Un particulier a le droit de filmer sa propre propriété, mais pas la voie publique ni le terrain ou le domicile d’autrui. Une caméra qui filme chez vous porte atteinte à votre vie privée (article 226-1 du Code pénal), un délit puni jusqu’à un an de prison et 45 000 € d’amende. Vos recours, gradués : le dialogue et la réorientation, une mise en demeure écrite, une plainte auprès de la CNIL, de la police, puis du tribunal.
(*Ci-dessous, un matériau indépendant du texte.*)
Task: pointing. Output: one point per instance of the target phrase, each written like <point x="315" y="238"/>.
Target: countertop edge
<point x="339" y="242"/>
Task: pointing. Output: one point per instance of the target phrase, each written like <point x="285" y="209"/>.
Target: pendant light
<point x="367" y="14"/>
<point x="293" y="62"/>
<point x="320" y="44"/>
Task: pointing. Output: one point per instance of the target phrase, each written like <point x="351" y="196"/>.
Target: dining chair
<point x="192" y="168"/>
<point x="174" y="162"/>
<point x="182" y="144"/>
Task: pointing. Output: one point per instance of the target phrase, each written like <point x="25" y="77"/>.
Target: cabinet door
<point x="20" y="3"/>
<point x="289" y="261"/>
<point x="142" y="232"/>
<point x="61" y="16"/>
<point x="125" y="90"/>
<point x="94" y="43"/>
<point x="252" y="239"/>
Ce que le voisin a le droit de filmer, et ce que dit la loi

La règle est nette : chacun peut installer une caméra pour protéger sa propre propriété, qu’il s’agisse de l’intérieur, du jardin, du chemin d’accès privé ou de la façade. En revanche, il est interdit de filmer la voie publique, même pour surveiller une voiture garée devant chez soi, comme le terrain ou les fenêtres du voisin. Une caméra dont le champ couvre votre propriété est donc illégale, quelle que soit la bonne foi invoquée par son propriétaire.

Deux textes se conjuguent pour vous protéger. Le Code civil garantit le droit au respect de la vie privée (article 9). Le Code pénal, lui, sanctionne l’atteinte à l’intimité de la vie privée : filmer une personne sans son consentement dans un lieu privé est un délit puni d’un an d’emprisonnement et de 45 000 € d’amende (article 226-1). Ce n’est donc pas un simple désagrément de voisinage, mais une infraction caractérisée dès lors que le champ de la caméra empiète sur votre espace privé.

Vos recours, du dialogue à la plainte

Avant le conflit ouvert, le dialogue règle beaucoup de situations : souvent, le voisin n’a pas mesuré le champ réel de sa caméra, et un simple réglage, ou un masquage numérique de la zone qui vous concerne, suffit. Si la discussion échoue, la voie graduée est la suivante :

  • Une lettre recommandée avec accusé de réception, mettant en demeure de réorienter ou retirer le dispositif, en rappelant l’article 226-1.
  • La CNIL, que vous pouvez saisir via son service des plaintes pour un dispositif de vidéosurveillance abusif.
  • La police, la gendarmerie ou le procureur de la République, pour faire constater l’infraction pénale.
  • Le tribunal civil, pour obtenir le retrait ou la réorientation sous astreinte et, le cas échéant, des dommages et intérêts.

Constituer une preuve solide

Comme pour tout litige de voisinage, la preuve est décisive. Photographiez la caméra et son orientation, documentez précisément le champ qu’elle couvre (idéalement par un constat de commissaire de justice), et conservez l’ensemble de vos courriers. Ce dossier objectif est ce qui fera la différence devant la CNIL comme devant le juge. La logique rejoint celle d’autres atteintes à l’intimité entre voisins, comme dans cette affaire où un couple a fait valoir une règle méconnue sur le respect de la vue.

Information à caractère général ne constituant pas un conseil personnalisé ; en cas de litige, rapprochez-vous de la CNIL, d’un conciliateur de justice ou d’un avocat.